En este sentido, la opacidad de China en relación al calentamiento global es consistente con su política exterior en general. China es un “bully” que hace trampa, esa es su estrategia. En comercio manipula el tipo de cambio, viola derechos de propiedad intelectual y sus regulaciones laboral y medioambiental son sub-óptimas por decir lo menos. Así obtiene ventajas indebidas, quebrantando las normas de reciprocidad que gobiernan el régimen de comercio internacional.
En salud pública global otro tanto. Nunca se aclararon los puntos oscuros acerca del origen del virus de COVID-19, ni la colusión con la Organización Mundial de la Salud. Tampoco porqué los vuelos entre Wuhan y otras ciudades chinas se habían interrumpido mientras los vuelos internacionales continuaban. La pandemia se propagó a Europa desde Bérgamo, en la Lombardía, mientras disminuía en China. Y por supuesto, su solidaridad llegó al poco tiempo en forma de oportunas vacunas.
China reproduce incentivos para no cooperar, su auto-percepción de potencia hegemónica presenta innumerables desafíos para Occidente. La Guerra Fría ocurrió en Occidente, en Europa, estando signada por un conflicto ideológico intrínsecamente europeo. Contaba con mecanismos de decisión colectivos en ambos bloques, anclados en normas, pactos y tratados que ofrecían reaseguros. En definitiva, terminó siendo el periodo más prolongado de paz europea en la historia.

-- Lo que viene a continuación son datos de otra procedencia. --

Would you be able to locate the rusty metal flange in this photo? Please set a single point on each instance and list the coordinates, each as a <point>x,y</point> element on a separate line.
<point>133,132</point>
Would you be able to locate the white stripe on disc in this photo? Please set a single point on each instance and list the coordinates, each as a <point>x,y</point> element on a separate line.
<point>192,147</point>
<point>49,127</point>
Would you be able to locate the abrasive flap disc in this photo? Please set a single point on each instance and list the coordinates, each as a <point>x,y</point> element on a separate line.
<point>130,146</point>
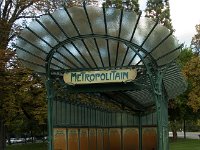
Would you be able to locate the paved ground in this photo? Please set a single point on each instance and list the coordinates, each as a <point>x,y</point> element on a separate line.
<point>189,135</point>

Esta nueva Guerra Fría exhibe características de conflicto civilizatorio, a la Huntington aunque más intenso e incierto que en “Choque de Civilizaciones”. Hoy no existe un manual de instrucciones claras, de ahí que los líderes occidentales se vean entre confundidos y timoratos. Biden esbozó un tímido “China cometió un gran error faltando a COP26″. Pero no se trata de errores, el politburó tampoco lo ve así.

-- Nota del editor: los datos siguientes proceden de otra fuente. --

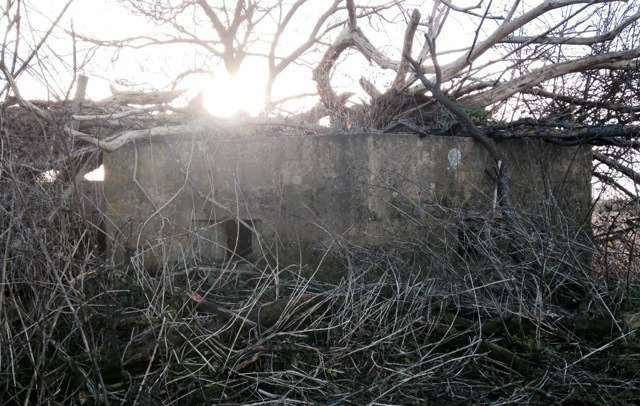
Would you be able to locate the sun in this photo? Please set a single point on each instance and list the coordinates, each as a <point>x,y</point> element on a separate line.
<point>226,95</point>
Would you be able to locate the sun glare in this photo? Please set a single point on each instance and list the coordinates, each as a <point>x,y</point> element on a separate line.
<point>96,175</point>
<point>226,95</point>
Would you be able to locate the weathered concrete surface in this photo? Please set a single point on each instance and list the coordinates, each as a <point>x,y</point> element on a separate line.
<point>177,198</point>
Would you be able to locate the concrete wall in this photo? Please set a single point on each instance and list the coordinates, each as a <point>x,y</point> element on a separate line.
<point>177,198</point>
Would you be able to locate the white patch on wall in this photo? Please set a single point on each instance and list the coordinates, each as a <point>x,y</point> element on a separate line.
<point>96,175</point>
<point>49,176</point>
<point>455,158</point>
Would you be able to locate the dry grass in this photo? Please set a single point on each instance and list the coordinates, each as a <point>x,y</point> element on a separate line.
<point>518,318</point>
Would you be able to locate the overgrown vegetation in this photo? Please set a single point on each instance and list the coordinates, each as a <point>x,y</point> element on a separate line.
<point>516,315</point>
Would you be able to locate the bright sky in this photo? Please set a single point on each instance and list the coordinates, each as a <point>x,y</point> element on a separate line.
<point>154,67</point>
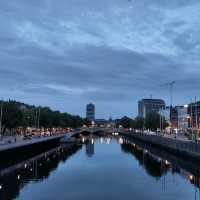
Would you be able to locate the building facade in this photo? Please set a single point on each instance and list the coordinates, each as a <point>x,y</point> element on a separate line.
<point>194,115</point>
<point>90,112</point>
<point>182,118</point>
<point>146,106</point>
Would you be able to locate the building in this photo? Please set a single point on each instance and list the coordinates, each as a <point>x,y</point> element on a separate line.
<point>194,115</point>
<point>90,148</point>
<point>90,112</point>
<point>101,122</point>
<point>146,106</point>
<point>182,112</point>
<point>174,117</point>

China desconfía de Occidente, de ahí su comportamiento no-cooperativo. El dilema es que la cooperación es necesaria para cumplir la meta de 1.5 grados Celsius, cooperación para la cual las democracias están mejor preparada por normas básicas de funcionamiento y valores compartidos: rendición de cuentas e instituciones con capacidad de sancionar conductas oportunistas, o sea, a aquellos que buscan obtener los beneficios de la acción colectiva contra el cambio climático sin incurrir en los costos.

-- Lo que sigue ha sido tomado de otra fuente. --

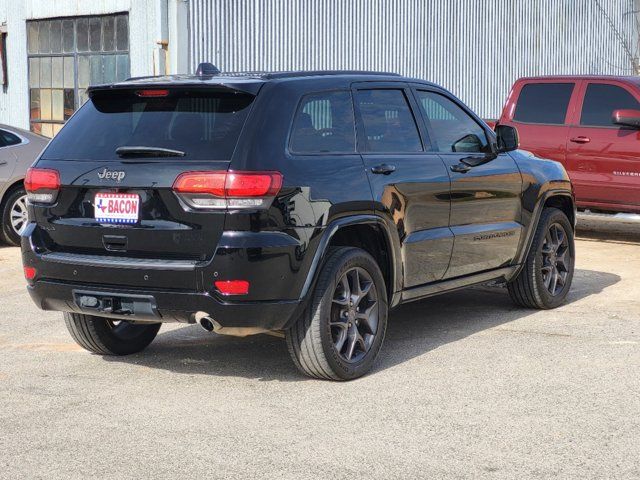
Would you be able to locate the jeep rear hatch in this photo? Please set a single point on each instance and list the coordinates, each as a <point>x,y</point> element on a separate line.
<point>118,158</point>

En definitiva, la democracia contamina menos que la autocracia. Para prevenir el calentamiento se requieren instituciones que el principal contaminante del planeta no tiene y rechaza. La agenda medioambientalista debería concentrar su artillería argumental allí. El problema no está en Occidente ni en el “norte global”, concepto viejo pero caro a los adolescentes verdes de hoy. El problema está en el Este.